Bargeldlos einkaufen: Twint startet im Herbst 2015
Braucht es wirklich noch eine weitere digitale Zahlungslösung? Ja, sagt Postfinance - schon bald soll an rund 6000 Coop-Kassen mit Twint bezahlt werden können.
Das Zahlungswesen ist das Kerngeschäft von Postfinance. Alleine letztes Jahr hat die Tochtergesellschaft der Schweizerischen Post über 996 Millionen Transaktionen abgewickelt. Rechnet man diese Zahl auf die Schweizer Bevölkerung runter, sind das 125 Zahlungen pro Person.
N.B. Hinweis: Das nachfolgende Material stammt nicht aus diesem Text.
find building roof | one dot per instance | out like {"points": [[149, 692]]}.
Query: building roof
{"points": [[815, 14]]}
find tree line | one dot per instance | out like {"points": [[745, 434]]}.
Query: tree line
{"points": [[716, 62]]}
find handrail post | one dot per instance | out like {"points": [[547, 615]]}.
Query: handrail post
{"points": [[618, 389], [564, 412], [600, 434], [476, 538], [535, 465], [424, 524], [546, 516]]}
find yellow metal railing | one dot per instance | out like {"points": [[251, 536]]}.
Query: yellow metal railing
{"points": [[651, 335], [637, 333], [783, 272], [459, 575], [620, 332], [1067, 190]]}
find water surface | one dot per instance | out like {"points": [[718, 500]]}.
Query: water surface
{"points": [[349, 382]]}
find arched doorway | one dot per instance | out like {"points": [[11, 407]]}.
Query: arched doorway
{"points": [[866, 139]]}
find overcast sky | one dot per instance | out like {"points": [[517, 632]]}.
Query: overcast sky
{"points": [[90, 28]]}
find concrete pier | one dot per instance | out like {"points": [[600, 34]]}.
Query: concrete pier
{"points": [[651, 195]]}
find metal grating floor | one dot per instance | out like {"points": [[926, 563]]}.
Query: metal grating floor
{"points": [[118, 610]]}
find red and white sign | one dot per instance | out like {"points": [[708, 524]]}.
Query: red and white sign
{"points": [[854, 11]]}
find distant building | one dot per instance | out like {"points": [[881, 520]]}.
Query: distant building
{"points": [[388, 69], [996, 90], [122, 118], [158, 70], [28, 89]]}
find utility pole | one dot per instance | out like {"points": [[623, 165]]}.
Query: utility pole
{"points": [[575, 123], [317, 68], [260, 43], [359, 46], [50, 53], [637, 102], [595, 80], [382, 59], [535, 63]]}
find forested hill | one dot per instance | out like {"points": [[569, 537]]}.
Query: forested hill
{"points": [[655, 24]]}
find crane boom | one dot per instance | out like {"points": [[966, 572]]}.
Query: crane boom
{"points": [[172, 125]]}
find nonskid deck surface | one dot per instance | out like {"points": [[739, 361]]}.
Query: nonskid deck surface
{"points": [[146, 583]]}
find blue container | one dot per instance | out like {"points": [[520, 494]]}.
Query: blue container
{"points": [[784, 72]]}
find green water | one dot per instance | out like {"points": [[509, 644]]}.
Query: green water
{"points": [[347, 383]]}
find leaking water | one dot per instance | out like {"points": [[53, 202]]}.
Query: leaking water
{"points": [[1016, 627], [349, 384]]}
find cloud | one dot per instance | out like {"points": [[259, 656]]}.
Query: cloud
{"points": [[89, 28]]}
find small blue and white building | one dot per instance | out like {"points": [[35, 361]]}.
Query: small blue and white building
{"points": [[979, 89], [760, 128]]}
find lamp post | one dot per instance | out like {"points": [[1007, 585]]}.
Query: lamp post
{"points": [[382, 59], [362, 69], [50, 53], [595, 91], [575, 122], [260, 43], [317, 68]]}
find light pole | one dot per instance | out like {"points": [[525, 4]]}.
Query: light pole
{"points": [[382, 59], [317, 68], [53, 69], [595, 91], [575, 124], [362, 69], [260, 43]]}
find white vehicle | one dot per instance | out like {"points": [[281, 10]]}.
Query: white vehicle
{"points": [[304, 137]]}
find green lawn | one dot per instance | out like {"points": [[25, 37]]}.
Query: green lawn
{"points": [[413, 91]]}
Da erstaunt es nicht, dass Postfinance auch beim digitalen Smartphone-Zahlungsverkehr mitreden will. Die Post gründete dafür im Sommer 2014 die Tochtergesellschaft Monexio, die mittlerweile Twint heisst. Heute Morgen hat das Berner Start-up, das rund zehn Mitarbeiter beschäftigt, am Worldwebforum im Zürcher Komplex 457 darüber informiert, wie es um die Bemühungen der Post steht. Fazit: Twint ist so gut wie fertig, und mit Coop wurde ein wichtiger Partner gewonnen.
Coop als Trumpf
Das digitale Portemonnaie der Post soll an rund 6000 Kassen von Coop nutzbar sein. Twint schloss dafür mit der Coop-Gruppe eine Vereinbarung. Coop habe pro Kasse rund 100 Franken investieren müssen, um sein System mit Beacon-Lesegeräten auszustatten, sagte Twint-CEO Thierry Kneissler in Zürich. Für Coop werde sich das lohnen: Twint sei nicht wie die Konkurrenz auf Kreditkartenfirmen oder Telekomanbieter angewiesen, die einen Teil der Zahlungen für sich behalten. Und Twint werde schon bald einsatzbereit sein - die Markteinführung ist für Herbst 2015 geplant.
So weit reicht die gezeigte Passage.